Fig. 6: Dispersion and stability of travelling waves in the nonlinear NRCH model.

a In a system without number conservation, a possible dynamical steady-state comprises global oscillations of uniform densities (green and blue line). b Number conservation calls for more complicated synchronisation patterns, resulting in a travelling wave state with ϕ_1,2 varying sinuously in space and time (green and blue line); equivalent to θ rotating at all space points with constant phase difference between two points. c Comparison of the dispersion relation for α₀ = 1 and α₁ = − 1 as predicted by theory and as calculated from numerical simulations.
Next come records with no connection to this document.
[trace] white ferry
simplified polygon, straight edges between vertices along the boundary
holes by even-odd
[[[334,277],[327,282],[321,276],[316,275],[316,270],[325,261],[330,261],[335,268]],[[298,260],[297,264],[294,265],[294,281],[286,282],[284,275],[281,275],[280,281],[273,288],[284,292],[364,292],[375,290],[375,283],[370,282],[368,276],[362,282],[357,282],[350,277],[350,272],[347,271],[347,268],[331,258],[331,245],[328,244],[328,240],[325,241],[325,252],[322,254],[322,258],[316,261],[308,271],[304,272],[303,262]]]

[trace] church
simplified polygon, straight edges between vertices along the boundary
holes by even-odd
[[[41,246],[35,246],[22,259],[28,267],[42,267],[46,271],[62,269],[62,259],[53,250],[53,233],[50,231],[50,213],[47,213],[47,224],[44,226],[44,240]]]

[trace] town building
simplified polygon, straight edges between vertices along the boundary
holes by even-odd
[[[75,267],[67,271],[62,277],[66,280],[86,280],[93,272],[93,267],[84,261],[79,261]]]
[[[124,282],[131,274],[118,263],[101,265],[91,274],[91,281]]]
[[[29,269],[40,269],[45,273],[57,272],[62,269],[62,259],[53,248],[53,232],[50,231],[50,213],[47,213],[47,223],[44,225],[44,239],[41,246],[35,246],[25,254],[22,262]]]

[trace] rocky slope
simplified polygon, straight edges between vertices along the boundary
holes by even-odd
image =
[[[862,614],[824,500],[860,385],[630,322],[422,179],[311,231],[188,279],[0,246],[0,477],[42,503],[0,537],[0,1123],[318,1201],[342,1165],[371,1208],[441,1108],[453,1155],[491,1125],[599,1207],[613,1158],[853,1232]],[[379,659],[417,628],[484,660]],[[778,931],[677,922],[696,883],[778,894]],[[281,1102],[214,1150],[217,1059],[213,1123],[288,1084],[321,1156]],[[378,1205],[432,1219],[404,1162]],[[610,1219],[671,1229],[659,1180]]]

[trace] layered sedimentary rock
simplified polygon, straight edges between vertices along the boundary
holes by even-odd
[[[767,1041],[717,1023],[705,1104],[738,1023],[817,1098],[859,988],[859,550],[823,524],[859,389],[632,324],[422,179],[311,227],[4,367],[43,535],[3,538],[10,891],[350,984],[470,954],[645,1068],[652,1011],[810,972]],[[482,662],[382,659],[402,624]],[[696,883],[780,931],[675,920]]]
The frequency is calculated from simulations with an initial condition \({\phi }_{q}^{{{\rm{w}}}}({{\boldsymbol{r}}},0)\) and a Fourier transform of the time series obtained at a randomly chosen fixed position in space. The blue shaded region indicates values of q/q₀ for which the travelling wave is unstable to linear perturbations and matches results from simulation. d The shaded area represents the unstable region of the phase space for travelling waves with different values of wavenumber q/q₀ (shown in legend) in the (α₀, α₁) plane. e Theoretical predictions in Fig. 6d are checked using numerical simulations with initial conditions slightly perturbed \({\phi }_{q}^{{{\rm{w}}}}({{\boldsymbol{r}}},0)\) [see Eq. (8)]. A heat-map of Δ [see Eq. (16)] shows a confirmation of the theoretical results. The red line is for q = 6π/L, where L is the domain size (in units of \({q}_{0}^{-1}\)).